Taoiseach offers Priory Hall talks
Taoiseach Enda Kenny has said he is willing to meet former residents of the disastrous Priory Hall apartment complex.
As pressure mounts on the Government to help residents challenge the banks about their mortgages at the condemned firetrap, the Taoiseach said he wants to prove his administration can stand up for ordinary people.
Mr Kenny also noted the recent "tragedy" involving a former Priory Hall resident, whose partner claimed he took his own life following the stress of being evacuated from the north Dublin building two years ago.
"The Priory Hall situation was the epitome of the worst of what happened during the Celtic Tiger years," Mr Kenny said.

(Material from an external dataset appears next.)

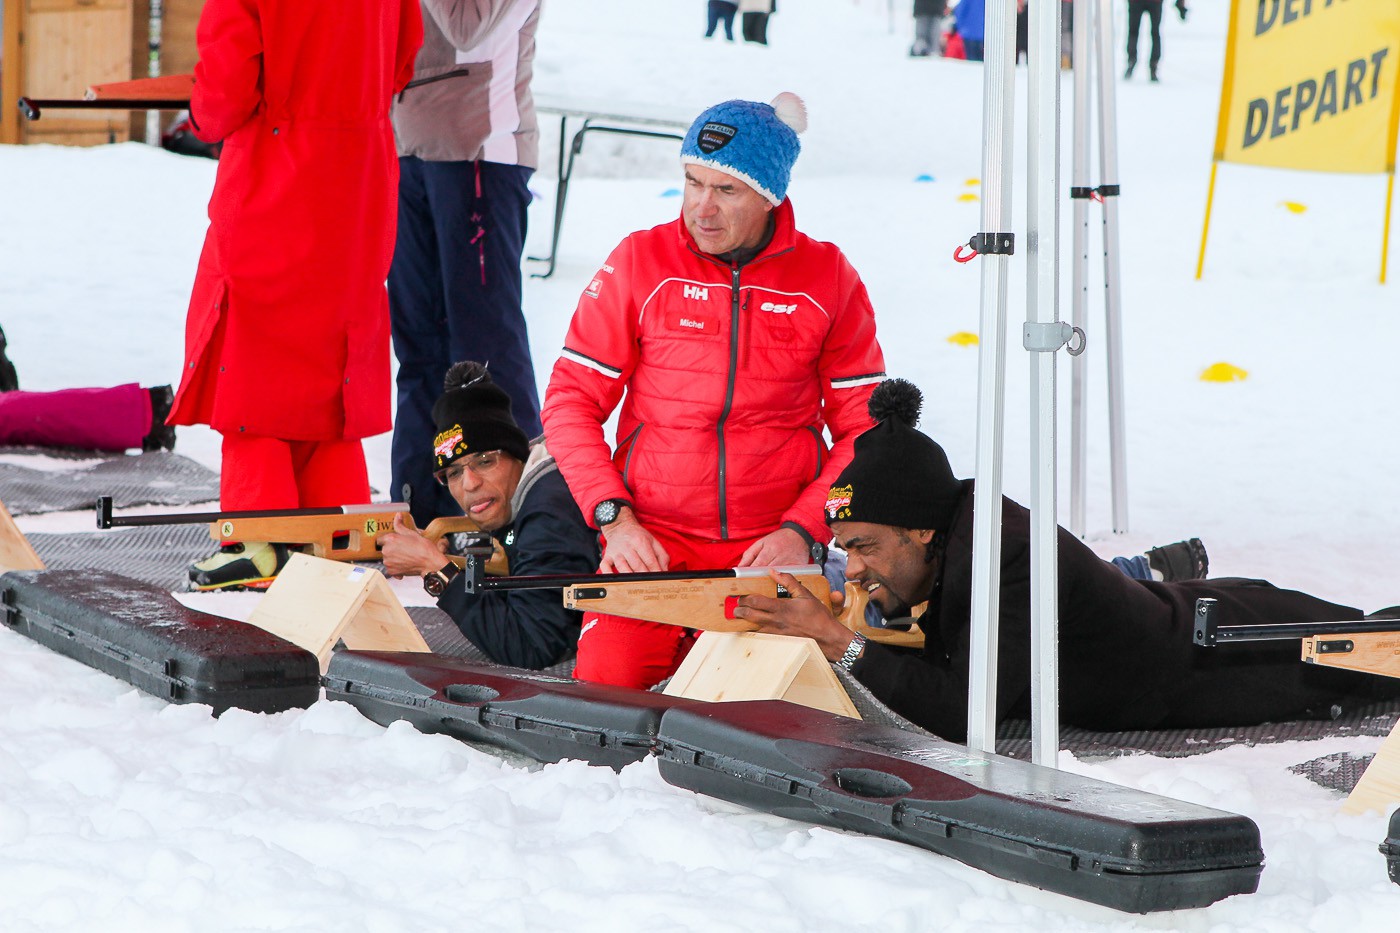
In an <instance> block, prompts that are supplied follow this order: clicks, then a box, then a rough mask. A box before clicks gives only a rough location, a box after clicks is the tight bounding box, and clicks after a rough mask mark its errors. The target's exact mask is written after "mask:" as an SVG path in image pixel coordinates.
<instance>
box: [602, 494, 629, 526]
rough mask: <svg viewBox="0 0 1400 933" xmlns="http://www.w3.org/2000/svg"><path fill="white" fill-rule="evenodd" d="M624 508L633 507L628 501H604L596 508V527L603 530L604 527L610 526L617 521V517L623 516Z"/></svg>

"Where financial institutions lashed out money and developers were allowed, without restraint or without examination, to build what effectively were firetraps in this case.

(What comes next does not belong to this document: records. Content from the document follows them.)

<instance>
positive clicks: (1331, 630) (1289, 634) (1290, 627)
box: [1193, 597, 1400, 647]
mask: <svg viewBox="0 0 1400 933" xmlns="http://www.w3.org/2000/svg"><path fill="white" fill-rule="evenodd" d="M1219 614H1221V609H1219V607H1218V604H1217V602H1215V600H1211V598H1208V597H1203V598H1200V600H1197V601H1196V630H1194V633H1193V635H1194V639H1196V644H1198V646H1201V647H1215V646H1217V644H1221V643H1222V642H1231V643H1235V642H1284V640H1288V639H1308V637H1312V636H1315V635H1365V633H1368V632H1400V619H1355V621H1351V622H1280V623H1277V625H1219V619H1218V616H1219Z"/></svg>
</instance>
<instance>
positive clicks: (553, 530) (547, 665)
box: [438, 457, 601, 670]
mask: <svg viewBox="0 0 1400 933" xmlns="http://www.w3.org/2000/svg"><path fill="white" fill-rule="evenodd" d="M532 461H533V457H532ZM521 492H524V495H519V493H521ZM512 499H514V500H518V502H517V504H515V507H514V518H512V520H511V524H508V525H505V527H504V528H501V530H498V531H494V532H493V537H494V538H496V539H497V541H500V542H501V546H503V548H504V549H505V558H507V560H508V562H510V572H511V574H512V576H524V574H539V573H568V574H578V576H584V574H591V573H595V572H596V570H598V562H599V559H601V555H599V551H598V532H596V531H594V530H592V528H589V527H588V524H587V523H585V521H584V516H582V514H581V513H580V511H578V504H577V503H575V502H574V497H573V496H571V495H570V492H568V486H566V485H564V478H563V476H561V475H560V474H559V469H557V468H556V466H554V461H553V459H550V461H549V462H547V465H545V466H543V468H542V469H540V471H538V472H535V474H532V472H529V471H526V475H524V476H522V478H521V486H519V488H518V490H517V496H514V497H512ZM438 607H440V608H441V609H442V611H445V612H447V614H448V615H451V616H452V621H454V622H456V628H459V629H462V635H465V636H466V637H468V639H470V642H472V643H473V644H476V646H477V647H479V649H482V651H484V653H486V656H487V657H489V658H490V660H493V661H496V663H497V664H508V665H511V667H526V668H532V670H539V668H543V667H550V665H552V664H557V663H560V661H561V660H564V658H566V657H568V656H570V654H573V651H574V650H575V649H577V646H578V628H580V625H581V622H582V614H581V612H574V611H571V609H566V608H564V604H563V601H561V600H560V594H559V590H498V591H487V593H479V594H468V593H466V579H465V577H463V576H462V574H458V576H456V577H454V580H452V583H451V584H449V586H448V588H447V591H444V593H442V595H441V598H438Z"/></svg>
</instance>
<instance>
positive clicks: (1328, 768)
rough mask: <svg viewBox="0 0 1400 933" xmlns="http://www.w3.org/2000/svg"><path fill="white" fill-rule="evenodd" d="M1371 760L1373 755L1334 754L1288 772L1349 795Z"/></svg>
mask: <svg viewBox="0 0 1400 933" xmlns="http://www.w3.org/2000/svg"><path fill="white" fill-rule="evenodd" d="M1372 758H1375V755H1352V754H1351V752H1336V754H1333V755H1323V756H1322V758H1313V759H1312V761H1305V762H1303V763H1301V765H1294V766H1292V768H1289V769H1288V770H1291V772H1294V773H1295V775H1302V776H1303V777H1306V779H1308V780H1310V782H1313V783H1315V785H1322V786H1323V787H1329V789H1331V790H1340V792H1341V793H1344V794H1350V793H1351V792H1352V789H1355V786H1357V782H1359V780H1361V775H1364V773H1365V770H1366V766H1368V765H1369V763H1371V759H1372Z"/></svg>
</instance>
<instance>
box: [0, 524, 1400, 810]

"This is not acceptable. I've made it clear the Government is going to do something about this."
Despite claims from Environment Minister Phil Hogan that he could not meet the former residents due to an ongoing legal process, Mr Kenny said he would be willing to.
He also compared them to victims of the Troubles.
"I don't have any objection to meeting residents," Mr Kenny said.
"I have met people from east Fermanagh, I have met with people from Enniskillen, the survivors of the Kingsmill massacre."
He added that the Government will make a decision about Priory Hall and what it can do for residents, but that it would "take time to put that together".
Some 65 families were forced to move out of the complex in Donaghmede in October 2011 after experts deemed it a fire hazard and a string of construction defects were found.
Fiachra Daly, a former resident, took his own life in July.
His partner Stephanie Meehan said he had been under stress following the evacuation from their home.
Mortgage lender KBC Bank recently dropped plans to pursue the bereaved mother-of-two for almost 17,000 euro.
She claimed she received a letter from the bank about being in arrears days after she publicly revealed Mr Daly had taken his own life.
She said the letter stated she still owed 16,803 euro even after a life insurance policy paid the balance of the mortgage.
The bank later confirmed it would not pursue the remaining balance.
The Taoiseach said it was appropriate he refer to the tragedy of Mr Daly's death on World Suicide Prevention Day.